Mas, ainda assim, esse movimento só ocorre após aumentos nas refinarias, que vêm seguindo em 2021 a recuperação das cotações internacionais.
“Tudo, absolutamente tudo, é em função dos preços internacionais das commodities”, diz o consultor Dietmar Schupp. “A gasolina e o diesel; o etanol em função dos preços da gasolina e do açúcar; e o biodiesel em função do preço do diesel e da soja.”
“Vivemos um cenário de aquecimento e retomada da economia asiática, seguida pelos Estados Unidos”, diz o presidente do Sindigás (Sindicato das Distribuidoras de Gás Liquefeito de Petróleo), Sérgio Bandeira de Mello. “Vale para soja, milho, petróleo, propano [o gás de cozinha], que a China usa em sua indústria petroquímica.”
A cotação do petróleo, porém, já esteve bem mais alta do que a atual. Em 2018, chegou a bater os US$ 150 por barril, mais do que o dobro das cotações atuais, em torno dos US$ 70. Mas no fim daquele ano o litro de gasolina girava em torno de R$ 5, em valores corrigidos pela inflação.

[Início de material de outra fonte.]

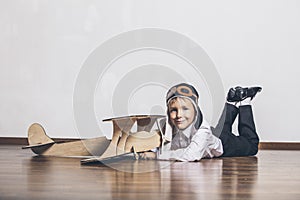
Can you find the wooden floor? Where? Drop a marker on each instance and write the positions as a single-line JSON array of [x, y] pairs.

Parte dessa diferença de quase R$ 1 em relação ao preço atual é explicada pela desvalorização do real. Foi a moeda que mais se desvalorizou frente ao dólar após o início da pandemia, como resposta à queda na taxa de juros e ao aumento da percepção de risco por parte dos investidores.
Diante dos efeitos da escalada inflacionária sobre sua popularidade, Bolsonaro demitiu o presidente da Petrobras, zerou os impostos federais sobre o gás de cozinha e suspendeu por dois meses os mesmos impostos sobre o diesel.
Em outro movimento nesse sentido, editou medida provisória liberando a venda direta de etanol entre usinas e postos e autorizou postos a venderem combustíveis de outras marcas, alegando que a competição pode forçar os preços para baixo.
Nenhuma das medidas, porém, surtiu efeito: o novo presidente da estatal prometeu respeito à política de preços e o desconto da carga tributária acabou sendo engolido pela alta de outros componentes do preço. Para o mercado, a liberação de restrições à venda de etanol e gasolina também terá efeito limitado.
E, embora os preços das commodities tenham cedido um pouco em agosto, a expectativa do mercado é que o petróleo volte a subir, operando em um patamar entre US$ 70 e US$ 80 por barril. O banco UBS, por exemplo, vê um “aperto estrutural” com a retomada do consumo sem aumento da produção e mira US$ 75.